Did you see the major theatrical presentation put on by state leaders in Raleigh over the last several weeks?
The script was brilliantly followed, but the plot was a bit predictable.
I am talking, of course, about the high drama surrounding the North Carolina House of Representatives crafting its budget proposal for the coming fiscal year. Faced with revenue projections even lower than anticipated, the House knew it didn’t have the political will to balance the budget with cuts alone. Tax increases were sure to be part of any budget package.
In the midst of a recession driving unemployment to nearly 12 percent, and the public’s growing animosity toward bigger government as displayed by the April 15 tea parties, House leaders knew that North Carolinians would be outraged by any proposed tax hikes. So they went to the drawing board to devise a strategy to make tax increases more palatable.

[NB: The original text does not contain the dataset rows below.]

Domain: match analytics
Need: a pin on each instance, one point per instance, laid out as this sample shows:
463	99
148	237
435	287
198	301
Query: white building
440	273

Their strategy revolved around an age-old ploy that exemplifies the lowest form of political gamesmanship.
Step one was to convince the public that the House really, truly wanted to balance the budget without raising taxes. Step two was to craft a budget without new taxes, while purposefully including cuts to the most sympathetic of government programs; especially school teachers, the elderly and the mentally ill.
These changes were never serious; they were simply a scare tactic to rally public opinion against such heartless cuts in order to ease opposition to tax increases.
House leaders fueled the panic with comments such as “We have had to take draconian cuts, we have had to take cuts that people don’t like,” from lead budget-writer Rep. Mickey Michaux, D-Durham.
The tactic worked.
In response to the original House budget proposal, teacher groups, state employee organizations and social service providers across the state unwittingly played their role in this con game. N.C. Association of Educators President Sheri Strickland expressed her dismay by calling the House plan “dangerous and draconian.”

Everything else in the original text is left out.